Artist pays homage to L.A.’s unseen workers

You know here at Difference Engines, we (I?) I am always posting about invisible work.

The LA Times features artist and sometimes-nanny Ramiro Gomez and his cardboard installations standing witness to the largely invisible gardeners, valets, nannies, delivery people, and other workers who make LA go.

“We see the beautiful homes. The hedges are trimmed, the gardens are perfect, the children are cared for,” Gomez said. “We’ve come to expect it to be this way. But who maintains all this? Who looks after it? And do we treat the workers with the dignity they deserve? Do we stop and notice them?”

Soon the [home] decor magazines that had entertained Gomez began to take on another meaning. He saw the posh living rooms, the fancy kitchens and immaculate gardens, but there was no mention of the workers who took care of them.

Go! Watch the Times’ video showing Gomez’s work! Then come back.

I’m reminded of Leigh Star’s writing on invisible work (“Arenas of Silence, Layers of Voice”) — how there are circumstances where “even when the act of working or the product of work is visible to both employer and employee” the employee is invisible, or a “nonperson” in Goffman terms. She cites Judith Rollins’ experiences of housework for her ethnography where employers diligently ignored her even when she was in the same room.
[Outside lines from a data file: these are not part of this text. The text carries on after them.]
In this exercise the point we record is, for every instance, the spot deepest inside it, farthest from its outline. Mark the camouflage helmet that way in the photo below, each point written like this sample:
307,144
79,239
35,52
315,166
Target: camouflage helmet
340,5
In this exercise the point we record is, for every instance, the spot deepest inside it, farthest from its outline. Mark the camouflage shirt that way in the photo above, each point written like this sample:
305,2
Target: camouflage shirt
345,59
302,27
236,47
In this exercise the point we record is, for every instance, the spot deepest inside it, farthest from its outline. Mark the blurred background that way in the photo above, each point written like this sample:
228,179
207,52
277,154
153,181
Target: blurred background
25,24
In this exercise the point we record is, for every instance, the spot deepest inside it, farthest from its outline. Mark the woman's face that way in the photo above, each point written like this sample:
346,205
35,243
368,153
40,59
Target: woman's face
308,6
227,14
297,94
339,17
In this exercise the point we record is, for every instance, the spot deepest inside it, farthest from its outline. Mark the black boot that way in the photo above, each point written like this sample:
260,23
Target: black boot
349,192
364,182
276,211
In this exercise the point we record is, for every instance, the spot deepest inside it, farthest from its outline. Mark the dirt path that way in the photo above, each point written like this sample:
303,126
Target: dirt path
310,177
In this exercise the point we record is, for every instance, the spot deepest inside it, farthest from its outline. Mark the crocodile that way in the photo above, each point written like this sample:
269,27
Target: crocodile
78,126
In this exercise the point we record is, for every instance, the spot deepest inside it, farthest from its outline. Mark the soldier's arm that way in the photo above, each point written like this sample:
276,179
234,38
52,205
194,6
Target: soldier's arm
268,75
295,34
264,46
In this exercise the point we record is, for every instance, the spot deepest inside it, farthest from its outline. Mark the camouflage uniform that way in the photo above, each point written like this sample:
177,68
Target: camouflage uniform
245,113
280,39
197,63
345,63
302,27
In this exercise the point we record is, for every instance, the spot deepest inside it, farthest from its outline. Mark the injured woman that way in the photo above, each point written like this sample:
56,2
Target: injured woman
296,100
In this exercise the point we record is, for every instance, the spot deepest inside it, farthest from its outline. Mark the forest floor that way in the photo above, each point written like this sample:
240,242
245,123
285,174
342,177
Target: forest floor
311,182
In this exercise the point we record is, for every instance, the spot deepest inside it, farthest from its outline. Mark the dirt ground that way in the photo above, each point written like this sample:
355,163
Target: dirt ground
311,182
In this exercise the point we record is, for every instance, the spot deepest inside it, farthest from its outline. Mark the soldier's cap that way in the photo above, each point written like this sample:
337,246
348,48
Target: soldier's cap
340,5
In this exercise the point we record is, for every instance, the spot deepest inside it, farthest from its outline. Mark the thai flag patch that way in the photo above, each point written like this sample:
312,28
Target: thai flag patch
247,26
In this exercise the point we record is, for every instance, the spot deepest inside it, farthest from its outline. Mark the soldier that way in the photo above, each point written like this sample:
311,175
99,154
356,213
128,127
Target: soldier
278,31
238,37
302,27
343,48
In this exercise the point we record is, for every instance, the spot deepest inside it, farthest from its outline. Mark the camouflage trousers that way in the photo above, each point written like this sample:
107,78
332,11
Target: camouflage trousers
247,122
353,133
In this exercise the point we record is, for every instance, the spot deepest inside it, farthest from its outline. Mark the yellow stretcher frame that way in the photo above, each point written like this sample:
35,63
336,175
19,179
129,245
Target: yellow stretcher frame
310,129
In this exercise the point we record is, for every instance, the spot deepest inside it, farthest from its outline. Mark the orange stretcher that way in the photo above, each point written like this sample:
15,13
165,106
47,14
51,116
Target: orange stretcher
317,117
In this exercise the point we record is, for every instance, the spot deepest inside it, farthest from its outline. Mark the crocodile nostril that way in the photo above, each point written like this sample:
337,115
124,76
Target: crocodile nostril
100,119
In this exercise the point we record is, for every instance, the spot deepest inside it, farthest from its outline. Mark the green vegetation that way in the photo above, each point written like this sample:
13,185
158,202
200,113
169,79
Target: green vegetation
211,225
Invisibility isn’t just an unfortunate oversight in the information system. (A favorite framing of Turkopticon by observers of Amazon Mechanical Turk.) It is a social accomplishment, done through effort. I guess the interesting question for me is why? How does this invisibility get accomplished in different work arrangements and for what purpose? At Google and at UCI, the janitors come around 11pm in part I’m sure to have a clear site to work and be out of the way of daytime activities. Having them out of the way also makes it easier for UC administration to squeeze budgets and cut janitorial hours while applauding themselves for achieved “efficiencies” on the ledger. Bureaucratic rationality and invisible work interlock to make “nonhumans.”